Mi mamá lloraba en silencio y mi papá me miraba con tristeza.

—Así es este país, hija. Si no pagas, te destruyen.—

Pero yo no podía aceptar eso. Fui a buscar a la muchacha que Toño defendió; su nombre era Fernanda y vivía cerca del parque. Al principio tuvo miedo de hablar, pero cuando le conté lo que estaba pasando, accedió a ir conmigo al Ministerio Público para declarar lo que vio.

Esa noche fue eterna. Fernanda declaró ante el Ministerio Público y don Ernesto presionó para que liberaran a Toño. Finalmente, después de horas de angustia, salió caminando tambaleante pero libre.

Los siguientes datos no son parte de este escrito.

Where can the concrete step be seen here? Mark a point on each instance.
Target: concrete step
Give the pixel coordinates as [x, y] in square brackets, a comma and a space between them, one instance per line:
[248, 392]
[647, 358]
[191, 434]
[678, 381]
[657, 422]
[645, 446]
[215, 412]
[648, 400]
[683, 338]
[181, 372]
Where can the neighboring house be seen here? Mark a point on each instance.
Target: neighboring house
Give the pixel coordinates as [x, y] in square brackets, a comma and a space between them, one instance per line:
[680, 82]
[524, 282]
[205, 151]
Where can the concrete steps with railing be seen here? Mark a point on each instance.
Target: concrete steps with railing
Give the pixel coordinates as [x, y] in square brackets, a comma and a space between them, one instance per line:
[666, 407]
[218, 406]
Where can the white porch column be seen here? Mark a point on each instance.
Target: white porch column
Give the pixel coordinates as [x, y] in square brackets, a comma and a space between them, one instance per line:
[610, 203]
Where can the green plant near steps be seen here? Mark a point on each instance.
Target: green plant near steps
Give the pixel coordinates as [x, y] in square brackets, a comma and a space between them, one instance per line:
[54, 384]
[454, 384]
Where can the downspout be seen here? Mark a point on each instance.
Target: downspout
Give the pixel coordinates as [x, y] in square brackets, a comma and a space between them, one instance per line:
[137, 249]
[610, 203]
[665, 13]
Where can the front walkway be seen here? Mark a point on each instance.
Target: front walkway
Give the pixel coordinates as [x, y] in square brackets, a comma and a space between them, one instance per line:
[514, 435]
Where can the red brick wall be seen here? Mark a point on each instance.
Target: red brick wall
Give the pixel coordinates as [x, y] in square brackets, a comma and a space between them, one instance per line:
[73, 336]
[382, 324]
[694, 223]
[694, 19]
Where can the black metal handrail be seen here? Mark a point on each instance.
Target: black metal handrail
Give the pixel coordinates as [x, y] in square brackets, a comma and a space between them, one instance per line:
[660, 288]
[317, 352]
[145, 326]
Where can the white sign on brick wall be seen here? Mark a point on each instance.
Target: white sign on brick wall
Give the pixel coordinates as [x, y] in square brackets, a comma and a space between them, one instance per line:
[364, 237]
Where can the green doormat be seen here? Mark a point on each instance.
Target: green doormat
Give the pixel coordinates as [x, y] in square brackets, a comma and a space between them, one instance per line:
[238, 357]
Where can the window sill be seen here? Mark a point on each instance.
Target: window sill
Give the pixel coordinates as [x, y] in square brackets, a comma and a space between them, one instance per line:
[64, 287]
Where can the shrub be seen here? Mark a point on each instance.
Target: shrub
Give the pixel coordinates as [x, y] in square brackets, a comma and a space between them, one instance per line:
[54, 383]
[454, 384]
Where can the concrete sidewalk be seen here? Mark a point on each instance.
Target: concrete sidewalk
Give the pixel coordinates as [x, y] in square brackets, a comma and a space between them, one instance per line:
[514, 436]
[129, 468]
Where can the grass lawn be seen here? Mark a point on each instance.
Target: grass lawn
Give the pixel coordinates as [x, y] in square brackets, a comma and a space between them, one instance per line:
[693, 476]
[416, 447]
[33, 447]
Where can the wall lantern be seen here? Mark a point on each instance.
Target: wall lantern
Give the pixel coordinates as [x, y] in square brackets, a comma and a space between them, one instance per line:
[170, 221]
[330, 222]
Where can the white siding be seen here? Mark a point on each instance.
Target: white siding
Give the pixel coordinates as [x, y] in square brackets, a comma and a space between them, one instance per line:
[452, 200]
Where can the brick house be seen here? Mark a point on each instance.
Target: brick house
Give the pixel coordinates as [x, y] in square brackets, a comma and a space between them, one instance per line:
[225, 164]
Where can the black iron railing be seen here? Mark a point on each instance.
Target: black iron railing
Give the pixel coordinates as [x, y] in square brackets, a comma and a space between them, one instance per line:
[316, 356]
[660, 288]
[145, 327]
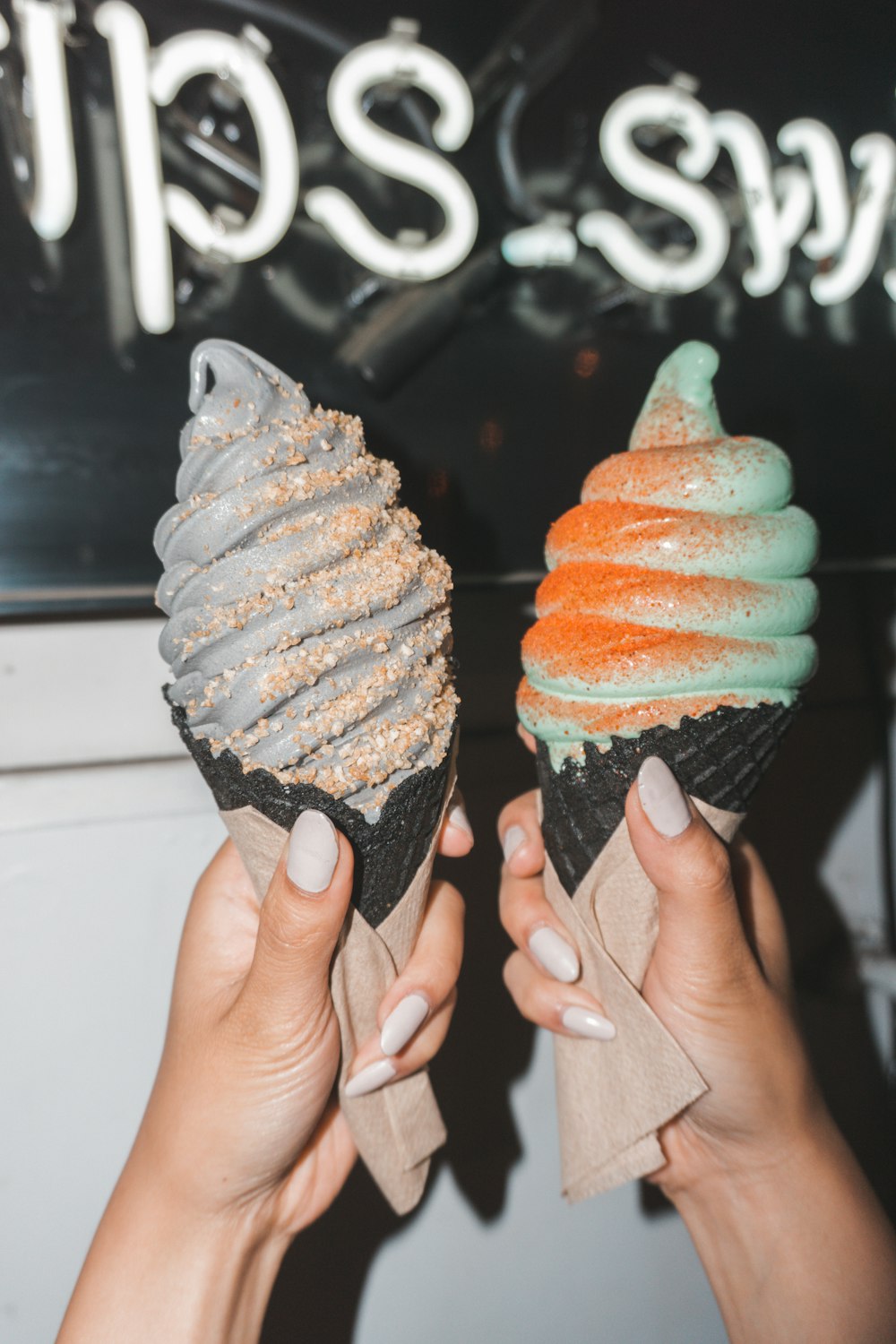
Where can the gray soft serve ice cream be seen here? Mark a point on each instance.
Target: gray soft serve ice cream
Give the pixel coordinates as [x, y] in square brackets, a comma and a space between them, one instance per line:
[309, 628]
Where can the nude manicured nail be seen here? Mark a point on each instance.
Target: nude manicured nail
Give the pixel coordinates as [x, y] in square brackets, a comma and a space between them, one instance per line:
[458, 817]
[584, 1021]
[662, 798]
[513, 839]
[555, 954]
[381, 1072]
[401, 1024]
[314, 851]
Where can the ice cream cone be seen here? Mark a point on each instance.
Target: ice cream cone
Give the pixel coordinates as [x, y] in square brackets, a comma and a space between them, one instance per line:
[719, 758]
[672, 624]
[309, 642]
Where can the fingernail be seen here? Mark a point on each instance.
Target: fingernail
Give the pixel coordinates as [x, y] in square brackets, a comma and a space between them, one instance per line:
[402, 1023]
[555, 954]
[583, 1021]
[662, 798]
[314, 849]
[458, 817]
[381, 1072]
[514, 838]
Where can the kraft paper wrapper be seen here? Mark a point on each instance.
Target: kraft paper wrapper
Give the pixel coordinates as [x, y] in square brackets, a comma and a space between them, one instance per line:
[398, 1128]
[613, 1097]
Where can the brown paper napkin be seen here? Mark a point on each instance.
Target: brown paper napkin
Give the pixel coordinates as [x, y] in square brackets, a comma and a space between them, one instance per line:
[398, 1128]
[614, 1096]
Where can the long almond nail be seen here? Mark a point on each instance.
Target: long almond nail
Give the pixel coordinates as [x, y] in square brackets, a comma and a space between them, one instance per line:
[584, 1021]
[401, 1024]
[662, 798]
[513, 840]
[457, 817]
[381, 1072]
[314, 852]
[555, 954]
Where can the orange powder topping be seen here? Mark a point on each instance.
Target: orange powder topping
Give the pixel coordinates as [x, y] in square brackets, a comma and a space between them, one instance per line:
[592, 650]
[598, 589]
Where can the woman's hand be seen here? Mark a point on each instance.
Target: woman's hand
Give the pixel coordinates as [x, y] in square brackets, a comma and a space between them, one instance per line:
[790, 1234]
[719, 978]
[242, 1142]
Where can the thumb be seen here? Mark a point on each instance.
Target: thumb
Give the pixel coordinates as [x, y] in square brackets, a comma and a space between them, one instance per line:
[691, 870]
[301, 917]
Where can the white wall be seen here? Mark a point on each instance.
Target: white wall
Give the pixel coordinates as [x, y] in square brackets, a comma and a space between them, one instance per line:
[104, 827]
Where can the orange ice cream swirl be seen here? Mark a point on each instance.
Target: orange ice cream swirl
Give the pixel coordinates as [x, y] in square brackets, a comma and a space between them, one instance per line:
[676, 586]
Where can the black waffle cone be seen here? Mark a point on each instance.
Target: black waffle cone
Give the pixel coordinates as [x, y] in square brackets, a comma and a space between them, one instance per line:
[387, 852]
[719, 757]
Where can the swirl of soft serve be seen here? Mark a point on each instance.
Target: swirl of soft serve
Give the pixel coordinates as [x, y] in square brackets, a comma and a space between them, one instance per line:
[676, 586]
[309, 628]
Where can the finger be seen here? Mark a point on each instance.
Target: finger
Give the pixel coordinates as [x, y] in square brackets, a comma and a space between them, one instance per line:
[417, 997]
[525, 913]
[689, 867]
[301, 916]
[535, 929]
[761, 914]
[455, 839]
[520, 836]
[568, 1011]
[430, 973]
[220, 933]
[371, 1070]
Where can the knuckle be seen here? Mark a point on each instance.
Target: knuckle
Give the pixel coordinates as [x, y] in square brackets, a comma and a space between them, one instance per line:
[710, 867]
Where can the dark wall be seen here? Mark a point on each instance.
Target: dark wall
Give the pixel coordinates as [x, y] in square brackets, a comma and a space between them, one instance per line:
[495, 411]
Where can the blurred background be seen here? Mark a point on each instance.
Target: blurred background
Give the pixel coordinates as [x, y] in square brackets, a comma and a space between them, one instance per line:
[495, 314]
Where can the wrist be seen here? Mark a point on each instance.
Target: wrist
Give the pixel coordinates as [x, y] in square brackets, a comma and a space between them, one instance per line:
[732, 1169]
[187, 1276]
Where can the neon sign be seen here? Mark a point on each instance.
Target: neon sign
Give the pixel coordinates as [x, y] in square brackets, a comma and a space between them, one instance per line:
[806, 203]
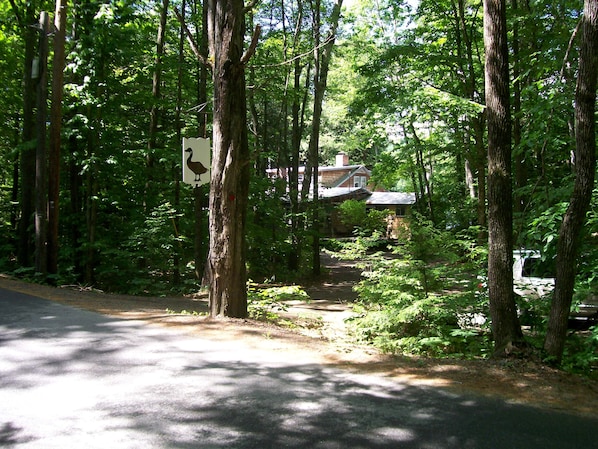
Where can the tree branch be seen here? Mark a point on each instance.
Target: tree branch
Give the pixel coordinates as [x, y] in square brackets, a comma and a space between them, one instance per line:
[251, 49]
[202, 58]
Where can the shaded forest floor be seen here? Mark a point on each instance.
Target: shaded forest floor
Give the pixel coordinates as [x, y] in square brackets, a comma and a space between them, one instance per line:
[315, 332]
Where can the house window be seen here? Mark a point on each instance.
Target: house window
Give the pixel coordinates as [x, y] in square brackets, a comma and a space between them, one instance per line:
[360, 181]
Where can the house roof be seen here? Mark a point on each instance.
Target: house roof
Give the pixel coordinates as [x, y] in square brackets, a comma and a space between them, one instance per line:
[335, 194]
[391, 198]
[354, 170]
[344, 193]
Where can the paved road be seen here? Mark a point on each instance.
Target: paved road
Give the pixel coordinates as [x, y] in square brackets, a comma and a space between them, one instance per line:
[76, 379]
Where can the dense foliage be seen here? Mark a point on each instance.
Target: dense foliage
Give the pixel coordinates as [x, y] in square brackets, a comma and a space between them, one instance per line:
[405, 97]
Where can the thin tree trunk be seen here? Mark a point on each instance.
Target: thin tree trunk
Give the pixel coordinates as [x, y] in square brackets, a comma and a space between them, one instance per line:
[155, 110]
[585, 168]
[55, 129]
[200, 199]
[41, 175]
[322, 58]
[505, 324]
[25, 247]
[177, 250]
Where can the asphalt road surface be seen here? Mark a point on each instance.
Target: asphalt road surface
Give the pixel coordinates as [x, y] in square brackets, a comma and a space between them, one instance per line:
[75, 379]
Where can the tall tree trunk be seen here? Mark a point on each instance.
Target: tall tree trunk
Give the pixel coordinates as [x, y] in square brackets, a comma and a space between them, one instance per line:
[177, 173]
[199, 194]
[229, 186]
[505, 324]
[41, 166]
[55, 129]
[25, 247]
[155, 110]
[585, 168]
[322, 58]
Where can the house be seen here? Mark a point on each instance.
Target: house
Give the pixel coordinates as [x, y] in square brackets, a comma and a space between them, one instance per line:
[339, 175]
[344, 181]
[397, 203]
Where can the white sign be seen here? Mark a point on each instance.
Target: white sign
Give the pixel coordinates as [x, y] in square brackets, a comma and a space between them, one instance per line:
[196, 160]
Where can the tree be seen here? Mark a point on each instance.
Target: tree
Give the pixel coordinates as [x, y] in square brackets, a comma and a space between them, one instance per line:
[585, 168]
[55, 130]
[505, 324]
[322, 57]
[229, 186]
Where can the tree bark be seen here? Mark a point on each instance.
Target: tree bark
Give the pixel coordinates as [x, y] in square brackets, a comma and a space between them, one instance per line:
[41, 166]
[25, 247]
[505, 324]
[55, 129]
[322, 57]
[229, 184]
[585, 168]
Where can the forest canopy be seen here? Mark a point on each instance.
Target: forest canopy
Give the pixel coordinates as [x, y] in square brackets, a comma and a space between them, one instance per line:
[398, 86]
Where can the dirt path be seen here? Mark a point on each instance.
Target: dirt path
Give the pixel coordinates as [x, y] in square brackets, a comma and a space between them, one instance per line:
[320, 337]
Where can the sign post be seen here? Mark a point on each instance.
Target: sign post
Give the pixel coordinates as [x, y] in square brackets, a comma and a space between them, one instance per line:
[196, 160]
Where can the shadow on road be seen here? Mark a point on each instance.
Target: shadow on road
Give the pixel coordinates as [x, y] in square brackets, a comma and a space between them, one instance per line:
[70, 378]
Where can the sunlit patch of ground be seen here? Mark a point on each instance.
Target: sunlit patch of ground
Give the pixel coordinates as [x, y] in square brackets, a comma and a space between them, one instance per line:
[324, 342]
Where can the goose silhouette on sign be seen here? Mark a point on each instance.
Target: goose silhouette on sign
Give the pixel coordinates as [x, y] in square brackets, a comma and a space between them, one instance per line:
[196, 167]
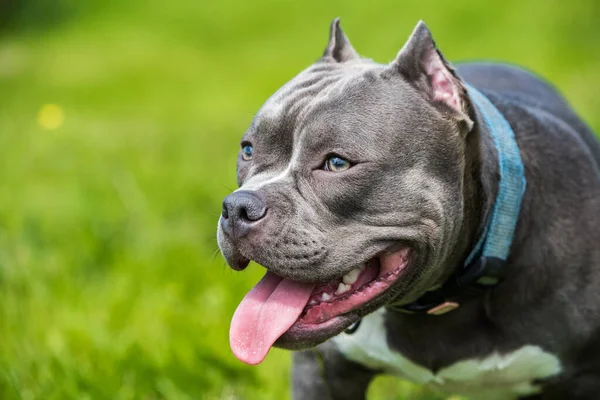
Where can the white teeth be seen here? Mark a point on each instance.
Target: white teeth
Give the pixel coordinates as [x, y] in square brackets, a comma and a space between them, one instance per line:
[342, 288]
[351, 276]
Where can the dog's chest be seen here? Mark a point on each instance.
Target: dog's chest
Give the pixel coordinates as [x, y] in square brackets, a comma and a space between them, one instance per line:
[495, 376]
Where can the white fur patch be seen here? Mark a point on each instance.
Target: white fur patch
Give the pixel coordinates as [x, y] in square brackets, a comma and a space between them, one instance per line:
[494, 377]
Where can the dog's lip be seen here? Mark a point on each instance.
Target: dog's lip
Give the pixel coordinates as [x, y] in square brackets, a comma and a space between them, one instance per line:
[328, 326]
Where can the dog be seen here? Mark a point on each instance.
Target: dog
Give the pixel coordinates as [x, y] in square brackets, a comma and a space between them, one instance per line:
[439, 224]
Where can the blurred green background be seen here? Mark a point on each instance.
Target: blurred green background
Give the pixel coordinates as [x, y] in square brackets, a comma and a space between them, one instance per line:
[119, 130]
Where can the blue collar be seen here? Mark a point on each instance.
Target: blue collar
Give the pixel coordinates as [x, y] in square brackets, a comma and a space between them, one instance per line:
[485, 266]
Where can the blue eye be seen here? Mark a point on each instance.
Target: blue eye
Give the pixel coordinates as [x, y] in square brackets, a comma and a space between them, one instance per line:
[247, 151]
[336, 164]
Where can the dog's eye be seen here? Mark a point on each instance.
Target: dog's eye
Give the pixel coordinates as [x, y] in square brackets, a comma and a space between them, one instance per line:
[336, 164]
[247, 151]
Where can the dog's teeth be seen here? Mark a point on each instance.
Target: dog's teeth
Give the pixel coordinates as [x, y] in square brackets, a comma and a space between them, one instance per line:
[351, 276]
[342, 288]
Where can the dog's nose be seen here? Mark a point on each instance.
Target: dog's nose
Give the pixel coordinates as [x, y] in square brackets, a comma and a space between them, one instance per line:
[241, 211]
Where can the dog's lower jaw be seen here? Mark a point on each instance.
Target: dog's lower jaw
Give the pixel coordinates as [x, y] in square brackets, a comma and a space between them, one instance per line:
[300, 337]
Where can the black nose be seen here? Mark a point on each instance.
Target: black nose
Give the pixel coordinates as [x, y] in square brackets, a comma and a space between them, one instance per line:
[241, 210]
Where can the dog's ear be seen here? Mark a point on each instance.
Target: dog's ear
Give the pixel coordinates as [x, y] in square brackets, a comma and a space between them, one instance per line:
[423, 65]
[339, 48]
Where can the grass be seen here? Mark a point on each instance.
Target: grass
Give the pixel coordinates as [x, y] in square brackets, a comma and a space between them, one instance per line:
[110, 287]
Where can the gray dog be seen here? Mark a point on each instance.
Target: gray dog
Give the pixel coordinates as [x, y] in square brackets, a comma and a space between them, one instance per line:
[436, 224]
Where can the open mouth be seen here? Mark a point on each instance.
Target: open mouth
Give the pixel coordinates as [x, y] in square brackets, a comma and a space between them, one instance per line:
[277, 305]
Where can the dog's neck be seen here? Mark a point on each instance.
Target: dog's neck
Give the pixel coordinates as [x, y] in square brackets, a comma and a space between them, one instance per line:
[480, 188]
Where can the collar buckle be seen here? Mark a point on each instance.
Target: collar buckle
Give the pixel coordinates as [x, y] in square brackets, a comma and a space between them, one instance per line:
[470, 282]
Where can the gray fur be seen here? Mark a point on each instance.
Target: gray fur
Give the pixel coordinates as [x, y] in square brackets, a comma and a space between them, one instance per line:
[425, 177]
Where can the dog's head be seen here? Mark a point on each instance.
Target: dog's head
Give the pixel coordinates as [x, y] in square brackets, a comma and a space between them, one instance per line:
[351, 193]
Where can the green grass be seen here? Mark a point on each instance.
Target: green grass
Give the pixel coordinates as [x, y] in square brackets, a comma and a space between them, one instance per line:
[110, 287]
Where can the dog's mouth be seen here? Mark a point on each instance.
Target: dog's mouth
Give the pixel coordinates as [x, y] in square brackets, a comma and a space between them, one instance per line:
[277, 305]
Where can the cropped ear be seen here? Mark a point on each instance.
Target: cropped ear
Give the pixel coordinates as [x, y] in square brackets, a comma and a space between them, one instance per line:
[339, 48]
[422, 64]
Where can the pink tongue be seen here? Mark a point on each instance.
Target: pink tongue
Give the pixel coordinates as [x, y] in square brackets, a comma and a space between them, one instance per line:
[267, 311]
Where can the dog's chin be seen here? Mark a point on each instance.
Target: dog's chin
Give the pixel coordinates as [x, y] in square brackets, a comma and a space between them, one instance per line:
[305, 336]
[337, 305]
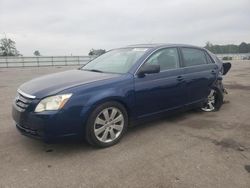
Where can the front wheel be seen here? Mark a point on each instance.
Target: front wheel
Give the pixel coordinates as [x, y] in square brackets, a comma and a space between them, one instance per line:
[214, 101]
[107, 124]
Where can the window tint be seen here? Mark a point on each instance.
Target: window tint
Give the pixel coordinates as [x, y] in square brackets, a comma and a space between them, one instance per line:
[166, 58]
[192, 56]
[208, 58]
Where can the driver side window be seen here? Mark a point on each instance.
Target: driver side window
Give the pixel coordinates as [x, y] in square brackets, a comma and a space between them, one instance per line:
[167, 59]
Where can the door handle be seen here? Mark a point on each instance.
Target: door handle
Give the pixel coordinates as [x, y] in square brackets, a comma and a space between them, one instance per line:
[213, 72]
[180, 78]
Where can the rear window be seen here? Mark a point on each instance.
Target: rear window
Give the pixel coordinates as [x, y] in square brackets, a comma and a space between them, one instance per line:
[192, 57]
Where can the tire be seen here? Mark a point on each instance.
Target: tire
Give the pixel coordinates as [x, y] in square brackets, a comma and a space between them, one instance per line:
[214, 101]
[106, 125]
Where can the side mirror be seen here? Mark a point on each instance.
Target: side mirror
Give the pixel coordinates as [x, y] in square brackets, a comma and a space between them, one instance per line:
[226, 67]
[148, 69]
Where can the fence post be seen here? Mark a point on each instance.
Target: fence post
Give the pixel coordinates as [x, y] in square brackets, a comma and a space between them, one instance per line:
[7, 65]
[52, 60]
[22, 61]
[37, 59]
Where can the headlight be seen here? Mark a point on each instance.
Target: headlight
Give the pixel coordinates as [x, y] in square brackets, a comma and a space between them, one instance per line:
[52, 103]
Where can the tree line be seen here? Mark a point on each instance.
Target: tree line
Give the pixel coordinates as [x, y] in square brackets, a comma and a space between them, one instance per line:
[8, 48]
[229, 48]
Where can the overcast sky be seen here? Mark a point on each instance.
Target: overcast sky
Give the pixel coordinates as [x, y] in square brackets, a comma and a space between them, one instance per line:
[60, 27]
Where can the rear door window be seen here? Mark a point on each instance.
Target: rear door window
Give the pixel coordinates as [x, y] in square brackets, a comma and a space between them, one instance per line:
[167, 59]
[192, 57]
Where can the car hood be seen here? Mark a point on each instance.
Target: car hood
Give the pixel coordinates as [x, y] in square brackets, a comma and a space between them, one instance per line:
[54, 83]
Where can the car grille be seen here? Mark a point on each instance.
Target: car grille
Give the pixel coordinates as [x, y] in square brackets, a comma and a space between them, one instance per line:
[22, 102]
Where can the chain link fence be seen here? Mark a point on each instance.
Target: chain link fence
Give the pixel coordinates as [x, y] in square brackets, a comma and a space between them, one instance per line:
[40, 61]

Cuando llegamos a casa, mi familia estaba destrozada pero unida como nunca antes. Mi papá me abrazó llorando y mi mamá besó las manos heridas de Toño.

Esa noche entendí que hacer lo correcto en México es muchas veces un acto heroico y solitario; que enfrentarse al sistema tiene un precio muy alto pero también puede salvar vidas.

Ahora me pregunto: ¿Cuántos jóvenes como Toño están hoy en una celda por atreverse a hacer lo correcto? ¿Cuántas Marianas se atreven a desafiar el miedo y la corrupción? ¿Y tú… qué harías si tu familia estuviera en peligro?